Sort by Color (The Easiest Way)
The biggest mistake a beginner makes is trying to cram too many cards into one deck. The first step is to focus and simplify.
Sort your entire collection into five piles based on their main mana color (look at the colored symbol in the card's casting cost):
White
Blue
Black
Red
Green
Colorless
Artifacts & Lands
Learn What Your Colors Do
Magic is a game of strategy, and each color has a unique personality. Before you pick a deck, you need to know what play style you enjoy.
White
Focuses on small armies, healing, and defense.
Blue
Focuses on drawing cards, flying creatures, and countering your opponent's spells.
Black
Focuses on destroying creatures, forcing opponents to discard cards, and draining life.
Red
Focuses on fast, aggressive creatures and direct damage (burn).
Green
Focuses on massive creatures and quickly generating extra mana ("ramp").
Choose Your Primary 1 or 2 Colors
For your very first deck, we strongly recommend sticking to one or two colors. This ensures you always draw the right type of land (mana) to cast your spells. Three or more colors are a recipe for frustration.
Look at the two colors you have the most cards in.
Choose the one or two that sound the most fun to you.
Gather only the cards from your chosen 1-2 colors, plus all the Basic Lands (Forest, Mountain, Island, etc.) you need. The rest can go back in the box for now!
Build Your 60-Card Engine
In most casual and competitive formats, your deck must be at least 60 cards. For a beginner, 60 is the maximum.

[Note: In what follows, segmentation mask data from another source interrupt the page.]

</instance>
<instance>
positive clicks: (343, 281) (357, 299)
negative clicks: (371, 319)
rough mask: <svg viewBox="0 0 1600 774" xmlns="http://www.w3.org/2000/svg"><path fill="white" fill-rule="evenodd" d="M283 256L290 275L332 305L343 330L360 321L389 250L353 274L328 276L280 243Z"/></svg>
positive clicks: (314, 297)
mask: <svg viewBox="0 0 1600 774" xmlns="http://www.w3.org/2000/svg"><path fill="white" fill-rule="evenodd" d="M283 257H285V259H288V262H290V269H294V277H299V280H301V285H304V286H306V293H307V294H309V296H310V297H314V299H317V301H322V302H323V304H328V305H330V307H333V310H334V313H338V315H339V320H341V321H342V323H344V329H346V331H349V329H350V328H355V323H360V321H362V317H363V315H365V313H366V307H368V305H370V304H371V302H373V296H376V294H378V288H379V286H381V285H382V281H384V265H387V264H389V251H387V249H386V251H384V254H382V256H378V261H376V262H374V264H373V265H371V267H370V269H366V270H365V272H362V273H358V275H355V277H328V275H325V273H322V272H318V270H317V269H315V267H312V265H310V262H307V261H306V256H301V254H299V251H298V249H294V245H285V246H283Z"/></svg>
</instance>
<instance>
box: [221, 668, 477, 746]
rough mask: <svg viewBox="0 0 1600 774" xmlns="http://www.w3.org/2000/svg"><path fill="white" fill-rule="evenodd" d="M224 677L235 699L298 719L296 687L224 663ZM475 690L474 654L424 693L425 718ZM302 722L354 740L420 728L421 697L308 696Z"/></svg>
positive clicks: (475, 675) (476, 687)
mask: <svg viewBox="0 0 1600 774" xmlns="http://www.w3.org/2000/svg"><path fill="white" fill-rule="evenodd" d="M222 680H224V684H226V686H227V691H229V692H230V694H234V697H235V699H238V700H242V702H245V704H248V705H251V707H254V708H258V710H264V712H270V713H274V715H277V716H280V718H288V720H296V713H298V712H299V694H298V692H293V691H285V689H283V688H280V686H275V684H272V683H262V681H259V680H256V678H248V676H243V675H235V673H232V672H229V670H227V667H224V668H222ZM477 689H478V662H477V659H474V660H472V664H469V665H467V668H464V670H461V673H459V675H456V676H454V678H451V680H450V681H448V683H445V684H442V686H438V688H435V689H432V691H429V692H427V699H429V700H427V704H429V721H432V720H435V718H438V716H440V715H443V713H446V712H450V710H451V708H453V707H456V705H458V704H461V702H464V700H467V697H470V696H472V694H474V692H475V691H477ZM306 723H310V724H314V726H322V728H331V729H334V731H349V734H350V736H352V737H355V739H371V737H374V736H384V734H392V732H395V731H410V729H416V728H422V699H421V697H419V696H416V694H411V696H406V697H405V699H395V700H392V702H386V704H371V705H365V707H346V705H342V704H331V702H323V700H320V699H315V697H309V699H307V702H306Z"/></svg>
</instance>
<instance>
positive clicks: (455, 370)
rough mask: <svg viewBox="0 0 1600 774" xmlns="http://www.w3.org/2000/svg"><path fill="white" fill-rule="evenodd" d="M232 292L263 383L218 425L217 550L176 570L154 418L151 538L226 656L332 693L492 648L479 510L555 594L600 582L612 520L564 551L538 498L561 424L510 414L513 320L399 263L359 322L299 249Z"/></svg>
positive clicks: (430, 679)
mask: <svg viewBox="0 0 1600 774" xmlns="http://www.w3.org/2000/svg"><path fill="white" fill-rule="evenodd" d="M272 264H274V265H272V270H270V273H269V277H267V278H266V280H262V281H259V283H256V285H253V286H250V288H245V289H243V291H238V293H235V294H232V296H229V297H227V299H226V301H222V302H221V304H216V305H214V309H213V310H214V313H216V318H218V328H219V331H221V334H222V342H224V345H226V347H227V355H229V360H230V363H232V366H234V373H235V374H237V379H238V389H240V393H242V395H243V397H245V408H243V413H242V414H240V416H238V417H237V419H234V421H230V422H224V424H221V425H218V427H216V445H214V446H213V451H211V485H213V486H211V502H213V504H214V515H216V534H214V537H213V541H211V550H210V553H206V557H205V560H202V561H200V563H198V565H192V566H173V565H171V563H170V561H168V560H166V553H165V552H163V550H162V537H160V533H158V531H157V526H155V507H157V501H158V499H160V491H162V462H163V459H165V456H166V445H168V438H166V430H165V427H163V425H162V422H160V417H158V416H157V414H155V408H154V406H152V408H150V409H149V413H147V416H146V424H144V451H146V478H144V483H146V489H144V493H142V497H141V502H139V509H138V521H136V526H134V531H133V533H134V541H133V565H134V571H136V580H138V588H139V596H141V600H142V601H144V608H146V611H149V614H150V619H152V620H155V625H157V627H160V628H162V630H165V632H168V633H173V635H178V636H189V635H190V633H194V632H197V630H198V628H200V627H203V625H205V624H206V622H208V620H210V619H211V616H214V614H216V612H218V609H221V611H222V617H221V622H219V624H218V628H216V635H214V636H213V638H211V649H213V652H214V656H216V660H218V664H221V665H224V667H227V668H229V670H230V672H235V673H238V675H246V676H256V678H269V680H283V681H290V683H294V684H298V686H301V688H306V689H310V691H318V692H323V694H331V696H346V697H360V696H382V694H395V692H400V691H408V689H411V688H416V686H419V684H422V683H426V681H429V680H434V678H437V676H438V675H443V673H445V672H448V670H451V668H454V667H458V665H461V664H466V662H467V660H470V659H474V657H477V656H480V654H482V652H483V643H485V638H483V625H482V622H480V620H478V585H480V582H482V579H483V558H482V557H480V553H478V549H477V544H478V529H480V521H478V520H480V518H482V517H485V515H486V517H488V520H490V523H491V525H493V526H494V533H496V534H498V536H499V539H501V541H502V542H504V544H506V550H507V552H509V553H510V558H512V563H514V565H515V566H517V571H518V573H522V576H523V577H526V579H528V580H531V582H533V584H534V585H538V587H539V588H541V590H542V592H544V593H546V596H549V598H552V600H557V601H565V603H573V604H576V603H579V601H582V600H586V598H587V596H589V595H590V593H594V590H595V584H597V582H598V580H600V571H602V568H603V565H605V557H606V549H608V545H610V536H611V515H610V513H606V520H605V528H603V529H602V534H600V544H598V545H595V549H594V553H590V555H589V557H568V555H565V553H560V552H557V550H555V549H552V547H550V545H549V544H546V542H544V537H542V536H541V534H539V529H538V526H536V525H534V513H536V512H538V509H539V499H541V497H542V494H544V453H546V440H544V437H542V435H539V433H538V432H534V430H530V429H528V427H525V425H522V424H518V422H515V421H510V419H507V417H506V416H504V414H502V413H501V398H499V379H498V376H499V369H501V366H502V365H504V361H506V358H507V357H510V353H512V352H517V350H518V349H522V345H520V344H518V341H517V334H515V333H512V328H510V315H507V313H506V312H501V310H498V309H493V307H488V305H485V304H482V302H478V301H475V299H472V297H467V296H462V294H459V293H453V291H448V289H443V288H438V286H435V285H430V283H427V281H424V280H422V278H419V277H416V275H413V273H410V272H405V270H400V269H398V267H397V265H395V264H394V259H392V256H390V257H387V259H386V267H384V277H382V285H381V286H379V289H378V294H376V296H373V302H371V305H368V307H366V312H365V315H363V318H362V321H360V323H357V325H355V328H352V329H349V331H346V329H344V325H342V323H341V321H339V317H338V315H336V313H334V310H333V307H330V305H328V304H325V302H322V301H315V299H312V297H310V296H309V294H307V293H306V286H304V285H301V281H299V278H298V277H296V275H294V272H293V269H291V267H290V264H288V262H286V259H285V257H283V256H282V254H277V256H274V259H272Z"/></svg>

This is the secret to consistency—you want to see your best cards as often as possible!
To make a functional deck from your pool of cards, use this simple formula:
| Card Type | Recommended Count |
|---|---|
| Lands (Mana Producers) | 24 |
| Creatures | 24–28 |
| Spells (Non-Creatures) | 8–12 |
| Total | 60 |
Pro Tip: You are allowed up to four copies of any non-Basic Land card. If you have four of a great 2-mana creature in your color, use all four!
Get Playing and Get Better!
You now have a deck! The only way to truly learn is to play. Find a friend, visit a local game store, or try an online simulator.
After a few games, you'll start to notice cards that are powerful and cards that feel useless. This is called Refinement.
Cards to Cut
Cards that sit in your hand because they cost too much mana, or cards that never seem to do anything.
Cards to Keep
Cards that win the game for you or solve your problems. Try to find more copies of these!